I’m pretty sure I’ve seen it before. Something that represents the characters on a very low level, like the root of all encodings… Maybe unmapped keys, or hex, or something extreme.


#4

Hex


#5
jwmcpeak said

Hex

And how do I convert it to ‘english’?


#6
Firsh said
jwmcpeak said

Hex

And how do I convert it to ‘english’?

Sorry, I didn’t read the part where you wanted to know what it meant. I imagine the best way is an Apache log reader. There are a ton of those (and I don’t use Apache), so I don’t know what to recommend.


#7
jwmcpeak said
Firsh said
jwmcpeak said

Hex

And how do I convert it to ‘english’?

Sorry, I didn’t read the part where you wanted to know what it meant.
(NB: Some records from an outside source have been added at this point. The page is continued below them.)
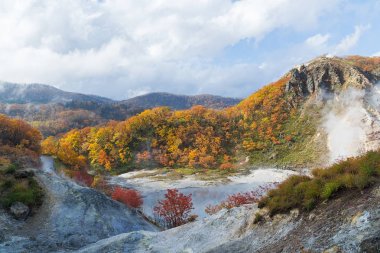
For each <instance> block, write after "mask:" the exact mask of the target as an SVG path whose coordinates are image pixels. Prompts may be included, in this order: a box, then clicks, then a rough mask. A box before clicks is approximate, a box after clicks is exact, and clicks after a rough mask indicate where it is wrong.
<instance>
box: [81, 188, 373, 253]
mask: <svg viewBox="0 0 380 253" xmlns="http://www.w3.org/2000/svg"><path fill="white" fill-rule="evenodd" d="M379 191H380V187H379V186H378V188H375V189H367V190H366V191H365V192H363V193H360V192H353V193H349V194H345V195H343V196H341V197H340V198H337V199H334V200H331V201H329V202H328V203H326V204H322V205H321V206H320V207H318V208H317V209H315V210H314V211H313V212H312V213H311V214H302V213H301V214H300V213H299V212H298V211H297V210H293V211H292V212H291V213H290V214H288V215H276V216H274V217H273V218H270V217H269V216H268V215H265V214H264V213H265V210H260V211H258V209H257V207H256V206H255V205H245V206H241V207H237V208H233V209H231V210H228V211H227V210H223V211H221V212H219V213H217V214H215V215H213V216H211V217H208V218H206V219H204V220H200V221H196V222H194V223H190V224H186V225H183V226H180V227H177V228H174V229H169V230H166V231H163V232H156V233H154V232H144V231H140V232H132V233H126V234H120V235H117V236H115V237H111V238H107V239H104V240H101V241H98V242H96V243H94V244H92V245H88V246H86V247H84V248H82V249H81V250H79V251H78V252H81V253H95V252H96V253H97V252H107V253H108V252H115V253H116V252H140V253H141V252H165V253H177V252H209V253H211V252H215V253H224V252H225V253H228V252H234V253H238V252H242V253H243V252H268V253H273V252H289V253H293V252H309V251H310V252H349V253H356V252H379V245H380V240H379V238H380V237H379V236H380V207H379V206H378V203H379V201H380V195H379V194H378V193H379ZM256 212H260V213H263V215H264V219H265V221H263V222H260V223H259V224H255V222H254V220H255V213H256Z"/></svg>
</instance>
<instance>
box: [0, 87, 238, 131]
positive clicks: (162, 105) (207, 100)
mask: <svg viewBox="0 0 380 253" xmlns="http://www.w3.org/2000/svg"><path fill="white" fill-rule="evenodd" d="M239 102H240V100H239V99H235V98H224V97H220V96H213V95H197V96H185V95H174V94H170V93H150V94H146V95H142V96H138V97H135V98H130V99H127V100H123V101H114V100H112V99H109V98H104V97H100V96H95V95H85V94H80V93H74V92H67V91H63V90H60V89H57V88H55V87H52V86H49V85H45V84H13V83H6V82H2V83H1V82H0V114H6V115H8V116H11V117H16V118H21V119H24V120H26V121H28V122H29V123H31V124H32V125H33V126H34V127H37V128H38V129H39V130H40V131H41V132H42V133H43V134H44V135H45V136H49V135H56V134H60V133H64V132H66V131H68V130H70V129H73V128H83V127H87V126H95V125H99V124H105V123H107V122H108V121H110V120H117V121H120V120H125V119H127V118H129V117H132V116H134V115H136V114H138V113H141V112H143V111H144V110H146V109H151V108H153V107H161V106H167V107H170V108H171V109H173V110H184V109H189V108H191V107H192V106H195V105H202V106H205V107H208V108H213V109H223V108H225V107H230V106H234V105H236V104H237V103H239Z"/></svg>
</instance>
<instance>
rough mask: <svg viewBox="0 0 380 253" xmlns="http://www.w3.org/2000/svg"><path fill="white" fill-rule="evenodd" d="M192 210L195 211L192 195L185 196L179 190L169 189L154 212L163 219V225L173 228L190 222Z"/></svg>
mask: <svg viewBox="0 0 380 253" xmlns="http://www.w3.org/2000/svg"><path fill="white" fill-rule="evenodd" d="M191 209H193V201H192V198H191V194H189V195H184V194H183V193H180V192H178V190H177V189H168V190H167V193H166V194H165V199H164V200H160V201H158V203H157V205H156V206H155V207H154V209H153V211H154V213H155V215H157V216H158V217H160V218H161V219H163V223H164V224H163V225H165V226H166V227H169V228H172V227H177V226H180V225H182V224H185V223H186V222H188V220H189V217H190V211H191Z"/></svg>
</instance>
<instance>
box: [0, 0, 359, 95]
mask: <svg viewBox="0 0 380 253" xmlns="http://www.w3.org/2000/svg"><path fill="white" fill-rule="evenodd" d="M339 2H340V0H310V1H303V0H267V1H261V0H245V1H235V2H233V1H230V0H204V1H197V3H196V4H195V3H194V1H192V0H183V1H169V0H168V1H164V0H155V1H152V0H150V1H148V0H141V1H133V0H114V1H107V0H105V1H96V0H92V1H89V0H68V1H48V0H41V1H32V0H22V1H21V0H19V1H17V0H9V1H1V2H0V27H1V29H2V31H1V33H0V61H1V62H2V63H3V64H2V67H1V68H0V79H3V80H6V81H13V82H40V83H49V84H54V85H56V86H61V87H64V88H66V89H72V90H76V91H81V92H90V93H97V94H99V95H105V96H112V97H115V98H125V97H126V96H129V95H130V94H139V93H140V91H159V90H164V91H173V92H177V93H198V92H209V93H210V92H211V93H218V94H224V95H233V96H242V95H243V94H244V95H245V93H244V92H249V90H248V89H249V86H248V80H249V79H251V80H252V79H253V75H252V73H256V72H257V73H262V72H259V71H262V70H260V68H259V66H258V65H256V64H233V65H232V66H225V67H221V66H217V65H216V64H215V63H213V58H214V57H215V55H217V54H219V53H220V52H221V51H222V50H223V49H224V48H226V47H227V46H231V45H234V44H236V43H237V42H239V41H240V40H243V39H246V38H250V39H255V40H260V39H262V38H264V37H265V36H266V35H267V34H268V33H270V32H272V31H273V30H275V29H280V28H284V27H286V28H290V29H293V30H297V31H299V30H300V31H303V30H307V29H310V28H313V27H315V26H316V25H317V23H318V19H319V17H320V16H321V15H322V14H323V13H325V12H326V11H328V10H330V9H333V8H334V7H335V6H336V5H337V4H338V3H339ZM301 20H302V21H301ZM356 30H358V31H356ZM356 30H355V32H356V33H357V34H356V33H355V34H354V35H352V36H351V37H350V36H348V37H347V39H346V40H345V41H342V43H341V44H342V46H340V50H343V49H345V48H350V47H352V42H350V41H355V40H358V38H357V37H360V35H361V33H362V30H363V28H361V27H359V28H357V29H356ZM328 38H329V37H328V35H321V34H318V35H316V36H314V38H313V37H312V38H309V39H310V40H309V43H311V44H314V45H315V46H317V45H318V44H319V45H323V44H324V43H326V42H327V40H328ZM271 74H273V73H271ZM260 75H264V76H265V75H269V72H268V73H263V74H260ZM252 81H253V80H252ZM254 81H256V82H257V83H260V79H255V80H254ZM237 85H240V86H239V87H236V86H237ZM244 85H247V87H244ZM134 91H136V92H134Z"/></svg>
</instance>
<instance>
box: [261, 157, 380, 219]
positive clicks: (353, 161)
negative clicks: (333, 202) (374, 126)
mask: <svg viewBox="0 0 380 253" xmlns="http://www.w3.org/2000/svg"><path fill="white" fill-rule="evenodd" d="M312 174H313V177H307V176H291V177H289V178H288V179H287V180H285V181H284V182H282V183H281V184H280V185H279V186H278V187H277V188H276V189H273V190H271V191H269V192H268V194H267V196H265V197H264V198H262V199H261V200H260V202H259V207H260V208H262V207H266V208H268V209H269V214H270V215H271V216H273V215H275V214H277V213H286V212H288V211H289V210H291V209H293V208H299V209H300V210H304V211H310V210H312V209H313V208H314V207H315V206H317V205H318V203H320V202H322V201H324V200H328V199H330V198H332V197H333V196H334V195H335V194H336V193H338V192H343V191H346V190H349V189H356V190H360V191H361V190H363V189H364V188H366V187H368V186H370V185H371V184H373V183H375V182H379V181H380V150H379V151H371V152H368V153H366V154H365V155H363V156H360V157H356V158H348V159H347V160H344V161H340V162H338V163H336V164H334V165H332V166H331V167H329V168H326V169H314V170H313V171H312Z"/></svg>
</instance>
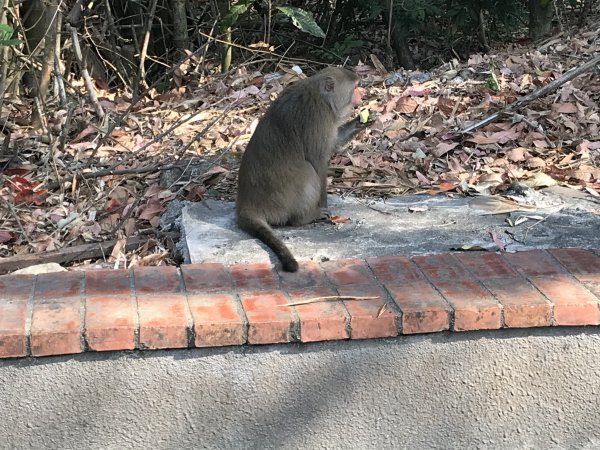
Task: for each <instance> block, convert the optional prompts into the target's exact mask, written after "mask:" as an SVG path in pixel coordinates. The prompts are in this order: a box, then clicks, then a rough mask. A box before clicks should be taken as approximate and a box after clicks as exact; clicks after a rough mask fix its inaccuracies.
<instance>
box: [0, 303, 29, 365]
mask: <svg viewBox="0 0 600 450" xmlns="http://www.w3.org/2000/svg"><path fill="white" fill-rule="evenodd" d="M26 319H27V300H5V299H1V298H0V358H17V357H19V356H25V355H26V354H27V349H26V342H27V338H26V335H25V322H26Z"/></svg>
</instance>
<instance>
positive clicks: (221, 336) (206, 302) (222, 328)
mask: <svg viewBox="0 0 600 450" xmlns="http://www.w3.org/2000/svg"><path fill="white" fill-rule="evenodd" d="M188 303H189V305H190V310H191V312H192V317H193V318H194V332H195V335H196V339H195V343H194V345H195V346H196V347H217V346H224V345H242V344H244V343H245V341H246V339H245V337H244V336H245V320H244V318H242V316H241V315H240V312H239V311H238V308H237V302H236V300H235V298H234V297H233V296H232V295H231V294H208V293H207V294H198V295H190V296H189V297H188Z"/></svg>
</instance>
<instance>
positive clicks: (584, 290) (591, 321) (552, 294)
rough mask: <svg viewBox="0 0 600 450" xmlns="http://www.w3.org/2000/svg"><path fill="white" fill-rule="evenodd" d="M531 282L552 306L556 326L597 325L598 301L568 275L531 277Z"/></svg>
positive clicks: (599, 313)
mask: <svg viewBox="0 0 600 450" xmlns="http://www.w3.org/2000/svg"><path fill="white" fill-rule="evenodd" d="M531 282H532V283H533V284H534V285H535V286H536V287H537V288H538V289H539V290H540V291H541V292H542V294H544V295H545V296H546V297H547V298H548V300H550V301H551V302H552V303H553V304H554V322H555V324H556V325H598V324H600V309H599V308H598V299H597V298H596V297H595V296H594V295H593V294H592V293H590V292H589V291H588V290H586V289H585V288H584V287H583V286H582V285H581V284H579V283H578V282H577V281H575V280H574V279H573V278H571V277H569V276H568V275H554V276H544V277H532V278H531Z"/></svg>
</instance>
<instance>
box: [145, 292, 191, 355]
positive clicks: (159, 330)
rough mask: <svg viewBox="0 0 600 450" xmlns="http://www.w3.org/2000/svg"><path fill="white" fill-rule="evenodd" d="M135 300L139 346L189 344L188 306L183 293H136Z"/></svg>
mask: <svg viewBox="0 0 600 450" xmlns="http://www.w3.org/2000/svg"><path fill="white" fill-rule="evenodd" d="M159 292H160V291H159ZM137 301H138V314H139V317H140V346H141V347H142V348H149V349H157V348H185V347H187V346H188V338H187V337H188V328H187V318H186V315H185V310H186V307H187V306H186V300H185V296H184V295H182V294H164V295H155V296H154V295H152V296H151V295H138V297H137Z"/></svg>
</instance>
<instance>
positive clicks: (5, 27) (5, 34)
mask: <svg viewBox="0 0 600 450" xmlns="http://www.w3.org/2000/svg"><path fill="white" fill-rule="evenodd" d="M13 33H14V30H13V29H12V27H11V26H10V25H6V24H4V23H0V47H8V46H11V45H19V44H20V43H21V42H22V41H21V39H11V37H12V35H13Z"/></svg>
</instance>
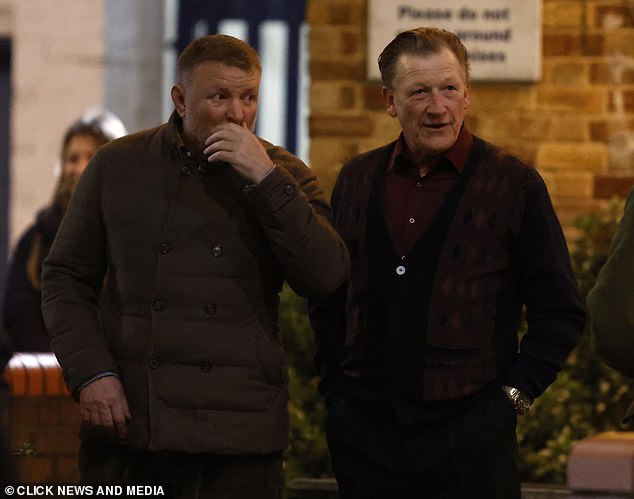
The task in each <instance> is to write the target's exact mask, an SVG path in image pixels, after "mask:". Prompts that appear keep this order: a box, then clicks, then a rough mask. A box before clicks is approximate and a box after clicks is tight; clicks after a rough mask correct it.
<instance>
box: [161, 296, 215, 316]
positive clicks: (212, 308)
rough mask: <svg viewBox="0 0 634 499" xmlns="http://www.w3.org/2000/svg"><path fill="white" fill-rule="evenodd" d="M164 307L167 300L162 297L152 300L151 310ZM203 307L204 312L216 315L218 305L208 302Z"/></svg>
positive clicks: (211, 302) (166, 304) (205, 312)
mask: <svg viewBox="0 0 634 499" xmlns="http://www.w3.org/2000/svg"><path fill="white" fill-rule="evenodd" d="M166 308H167V302H166V301H165V300H163V299H162V298H158V299H156V300H154V301H153V302H152V310H154V311H155V312H161V311H163V310H165V309H166ZM203 309H204V310H205V313H207V314H209V315H216V312H217V311H218V306H217V305H216V304H215V303H213V302H209V303H206V304H205V306H204V307H203Z"/></svg>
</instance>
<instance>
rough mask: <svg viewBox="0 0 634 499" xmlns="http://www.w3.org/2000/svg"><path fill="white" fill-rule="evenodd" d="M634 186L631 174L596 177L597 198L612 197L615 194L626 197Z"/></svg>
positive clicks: (594, 183)
mask: <svg viewBox="0 0 634 499" xmlns="http://www.w3.org/2000/svg"><path fill="white" fill-rule="evenodd" d="M632 186H634V176H631V175H621V176H617V175H596V176H595V177H594V197H595V199H610V198H612V197H614V196H617V197H621V198H625V197H626V196H627V193H628V192H629V191H630V189H631V188H632Z"/></svg>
I imagine the best way is an Apache log reader. There are a ton of those (and I don’t use Apache), so I don’t know what to recommend.

Well I have AppServ (a server package for windows), and I open the read Apache Log. I don’t think there is any more to it than that file. It’s already very verbose listing every request that has been made. I cropped the screenshot but there are more information at the beginning of the lines like IP and time stamp. Majority of the requests are in plain english. But these are encrypted or I don’t know.


#8

looks similar to shell code.

i wouldn’t worry, there’s probably some new exploit out for a web server or software so automated bots are going around testing everyones website to see if they can break it.


#9

looks a bit python(ish), no clue what it means though, sorry :frowning:


#10

I’m late to the party, but let’s see if I can help.

The \x**\x** text is ostensibly hex-encoded something. That is, Apache got a sequence of bits which it represents as a series of two-byte (16 bit) codes. If they were all below \x80 it would be ASCII (which it isn’t). If they were all near each other numerically, then it would be some other encoding (which it isn’t). Since those numbers are all over the place, I’m guessing that it is one of two things:

  1. Somebody attacking your server, possibly looking for a buffer overflow.

  2. Somebody hitting an HTTP server with an HTTPS request on the HTTP port. This encrypted stream will not be encoded text and thus will look like random bits.

My guess is for the latter, just from looking at it.

I understand that it is a bit late to help the OP, but I figure if this page is showing up in search results then this answer may help somebody in the future.


#11

Thank you for your ansnwer! Seems like attacks though, not sure why would anyone request using HTTPS on my server/site. Interesting idea though!


#12

Have you tried php online decoders? Might give some answers, maybe http://www.base64decode.org/ ?


#13
Firsh said

Thank you for your ansnwer! Seems like attacks though, not sure why would anyone request using HTTPS on my server/site. Interesting idea though!

I think that there exists a Firefox extension that will try an HTTPS connection before going through HTTP.

greenline said

Have you tried php online decoders? Might give some answers, maybe http://www.base64decode.org/ ?

That is certainly not Base64, which is an ASCII encoding. All ASCII characters are below code point 128 (\x80).